Understanding Matching

The matching logic is a complex set of algorithms that have been developed and refined by CareEvolution over the past 15+ years. These algorithms have been validated to ensure appropriate sensitivity and specificity against production data in a variety of settings.

Contents

Overview
Standardizing and Variations
Hashing
Demographic Weighting and Match Confidence
Examples
Invalid/Ignored Values
Name/DOB/Gender Matching
Linking Within the Same Source (Duplicate Records)
Overwriting Records
Demographic Combinations
Identifier Match Weights

Overview

To determine whether two given records are a match, the Identity service performs several steps:

Account for common variations in demographics.
Perform an irreversible hash on the demographics.
Perform a weighted comparison of demographic fields to establish whether the records are a match.

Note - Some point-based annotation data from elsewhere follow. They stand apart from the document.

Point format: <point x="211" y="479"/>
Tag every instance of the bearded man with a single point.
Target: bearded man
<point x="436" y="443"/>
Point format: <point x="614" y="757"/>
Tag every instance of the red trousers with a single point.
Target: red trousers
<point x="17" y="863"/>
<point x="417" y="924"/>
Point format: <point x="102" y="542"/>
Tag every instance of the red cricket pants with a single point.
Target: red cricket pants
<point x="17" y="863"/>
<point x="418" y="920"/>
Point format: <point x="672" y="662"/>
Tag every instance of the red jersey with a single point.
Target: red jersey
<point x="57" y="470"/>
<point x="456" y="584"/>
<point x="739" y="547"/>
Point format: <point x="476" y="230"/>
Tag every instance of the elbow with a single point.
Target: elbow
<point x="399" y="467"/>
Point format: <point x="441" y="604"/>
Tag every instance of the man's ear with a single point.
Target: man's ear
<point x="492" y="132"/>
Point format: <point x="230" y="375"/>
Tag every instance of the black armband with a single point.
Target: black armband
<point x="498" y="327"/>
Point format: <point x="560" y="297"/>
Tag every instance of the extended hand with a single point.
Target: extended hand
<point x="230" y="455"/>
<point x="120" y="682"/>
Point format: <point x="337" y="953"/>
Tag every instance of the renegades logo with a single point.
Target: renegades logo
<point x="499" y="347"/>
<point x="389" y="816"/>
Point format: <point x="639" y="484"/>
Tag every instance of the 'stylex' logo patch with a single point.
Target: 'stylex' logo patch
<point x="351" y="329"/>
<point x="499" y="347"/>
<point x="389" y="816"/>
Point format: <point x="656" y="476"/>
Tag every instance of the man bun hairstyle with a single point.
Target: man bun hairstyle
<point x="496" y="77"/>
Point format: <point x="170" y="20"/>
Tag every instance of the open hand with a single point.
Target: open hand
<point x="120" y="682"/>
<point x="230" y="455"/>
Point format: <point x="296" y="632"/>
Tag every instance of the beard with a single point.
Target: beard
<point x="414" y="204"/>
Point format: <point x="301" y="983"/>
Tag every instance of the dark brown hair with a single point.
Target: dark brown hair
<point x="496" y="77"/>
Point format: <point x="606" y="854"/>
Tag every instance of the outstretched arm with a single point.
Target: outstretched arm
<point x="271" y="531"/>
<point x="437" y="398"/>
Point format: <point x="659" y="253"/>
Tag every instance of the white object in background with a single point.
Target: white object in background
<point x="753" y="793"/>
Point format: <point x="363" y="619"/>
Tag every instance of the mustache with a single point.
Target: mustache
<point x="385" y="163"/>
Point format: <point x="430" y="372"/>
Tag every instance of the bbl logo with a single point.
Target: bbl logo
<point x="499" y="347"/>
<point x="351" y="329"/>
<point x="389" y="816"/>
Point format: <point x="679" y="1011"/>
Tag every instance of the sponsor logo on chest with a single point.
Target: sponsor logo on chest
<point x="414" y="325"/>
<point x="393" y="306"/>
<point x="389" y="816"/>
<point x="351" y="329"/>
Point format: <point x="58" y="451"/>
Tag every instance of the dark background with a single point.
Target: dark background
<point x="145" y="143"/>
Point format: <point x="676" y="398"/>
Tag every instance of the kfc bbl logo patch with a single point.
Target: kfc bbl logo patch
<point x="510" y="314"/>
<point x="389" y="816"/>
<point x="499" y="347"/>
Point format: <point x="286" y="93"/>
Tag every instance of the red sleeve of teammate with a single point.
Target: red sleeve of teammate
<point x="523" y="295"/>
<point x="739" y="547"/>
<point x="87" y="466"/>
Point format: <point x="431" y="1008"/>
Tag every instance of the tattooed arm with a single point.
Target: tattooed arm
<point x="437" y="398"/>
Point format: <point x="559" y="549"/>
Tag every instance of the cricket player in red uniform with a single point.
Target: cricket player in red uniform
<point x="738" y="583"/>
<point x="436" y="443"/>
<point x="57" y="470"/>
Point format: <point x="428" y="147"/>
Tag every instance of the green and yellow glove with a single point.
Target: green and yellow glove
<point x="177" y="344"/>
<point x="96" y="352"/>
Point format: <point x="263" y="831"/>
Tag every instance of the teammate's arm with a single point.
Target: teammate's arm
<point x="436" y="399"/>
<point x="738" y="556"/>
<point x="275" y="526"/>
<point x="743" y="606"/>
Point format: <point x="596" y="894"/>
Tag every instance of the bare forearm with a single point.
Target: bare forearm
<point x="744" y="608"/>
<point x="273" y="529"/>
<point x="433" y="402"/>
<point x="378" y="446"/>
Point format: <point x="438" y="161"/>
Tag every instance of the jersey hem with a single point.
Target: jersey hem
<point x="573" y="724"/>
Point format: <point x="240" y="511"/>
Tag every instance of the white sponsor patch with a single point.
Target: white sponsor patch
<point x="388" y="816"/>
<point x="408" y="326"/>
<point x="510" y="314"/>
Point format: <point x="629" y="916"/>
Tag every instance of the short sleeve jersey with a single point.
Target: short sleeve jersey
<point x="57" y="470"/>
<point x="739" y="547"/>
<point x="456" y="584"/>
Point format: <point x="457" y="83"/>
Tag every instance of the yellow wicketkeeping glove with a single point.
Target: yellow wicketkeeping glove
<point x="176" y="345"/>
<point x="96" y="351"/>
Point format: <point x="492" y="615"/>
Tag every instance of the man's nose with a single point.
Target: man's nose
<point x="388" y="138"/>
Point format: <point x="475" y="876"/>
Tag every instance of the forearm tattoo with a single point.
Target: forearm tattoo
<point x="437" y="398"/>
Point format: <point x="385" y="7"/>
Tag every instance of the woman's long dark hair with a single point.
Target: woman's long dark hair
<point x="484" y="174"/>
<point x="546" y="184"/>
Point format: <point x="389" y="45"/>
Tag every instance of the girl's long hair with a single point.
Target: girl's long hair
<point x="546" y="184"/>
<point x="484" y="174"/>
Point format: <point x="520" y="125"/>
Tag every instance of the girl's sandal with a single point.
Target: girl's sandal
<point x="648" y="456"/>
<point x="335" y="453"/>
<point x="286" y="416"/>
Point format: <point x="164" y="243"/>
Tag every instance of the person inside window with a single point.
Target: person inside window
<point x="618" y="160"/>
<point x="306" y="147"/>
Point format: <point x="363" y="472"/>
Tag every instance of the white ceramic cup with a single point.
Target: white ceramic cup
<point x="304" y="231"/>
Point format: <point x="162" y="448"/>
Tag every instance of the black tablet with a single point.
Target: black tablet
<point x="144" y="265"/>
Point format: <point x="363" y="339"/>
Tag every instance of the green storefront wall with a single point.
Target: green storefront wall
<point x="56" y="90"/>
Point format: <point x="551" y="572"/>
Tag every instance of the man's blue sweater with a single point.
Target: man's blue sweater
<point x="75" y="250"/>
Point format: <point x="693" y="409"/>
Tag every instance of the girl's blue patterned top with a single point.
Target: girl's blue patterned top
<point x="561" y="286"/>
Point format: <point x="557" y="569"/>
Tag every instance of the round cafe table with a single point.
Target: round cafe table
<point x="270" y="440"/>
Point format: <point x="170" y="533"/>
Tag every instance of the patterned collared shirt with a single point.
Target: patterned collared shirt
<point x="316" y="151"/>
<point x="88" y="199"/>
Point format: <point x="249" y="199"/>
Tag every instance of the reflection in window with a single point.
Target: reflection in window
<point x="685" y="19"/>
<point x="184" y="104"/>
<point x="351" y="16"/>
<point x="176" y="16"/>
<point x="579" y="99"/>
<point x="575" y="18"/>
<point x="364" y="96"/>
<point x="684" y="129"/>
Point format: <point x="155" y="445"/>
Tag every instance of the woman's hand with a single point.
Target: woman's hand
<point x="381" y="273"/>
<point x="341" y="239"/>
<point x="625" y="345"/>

These steps are discussed in the following sections.

The Identity service is designed to minimize false positives (where two records are erroneously linked when they truly represent different individuals) by only linking records when there is high confidence of a match. This is because false positives are generally considered to have a greater impact than false negatives (where two records from the same individual are not linked). For clinicians, dealing with incomplete data is the norm; dealing with wrong data is more likely to lead to adverse clinical outcomes.

Standardizing and Variations

The Identity service performs some pre-processing of demographic fields to account for common variations among input sources. The first thing it does is normalize data to a standard format. For example, it will account for the following (not an exhaustive list):

Different capitalization (John vs JOHN)
Symbols in names (O’Hare vs Ohare)
Phone number formats (888-555-1234 vs (888)555-1234)
Zip Code Lengths (5-digit zip codes vs zip+4)
Social Security Numbers (with/without hyphens, last-4 vs full numbers)

The service also determines common variations. For example (not an exhaustive list):

Nicknames (Abby for Abigail or John for Jon)
Transpositions (a birthday of May 1st erroneously entered as 2001-01-05)
Typos (a SSN that’s off by 1 digit)

Note
Variants can influence whether two records are considered a match, but are not given as much weight as exact matches.

Known invalid values and placeholders are treated as missing fields. See Ignored Values for details.

Hashing

Before storing a record, the Identity service performs an irreversible hash operation on the demographic data. The Identity service only stores and performs match operations with the hashed values, not the original values. This makes the Identity service “blinded.”

The Identity service uses only FIPS compliant hash functions (HMAC/SHA256), with a unique client-specific key to ensure privacy and guard against brute force or dictionary attacks. For more information, see How Identity Secures Data.

Note
Source system and identifier are not hashed, and will be retrieved in later operations. See Record Identifiers for details.

For example, consider the first names of several records. Although hashed values are actually alphanumeric (e.g., “9f86d081884c…”), emoji are used in these examples for clarity.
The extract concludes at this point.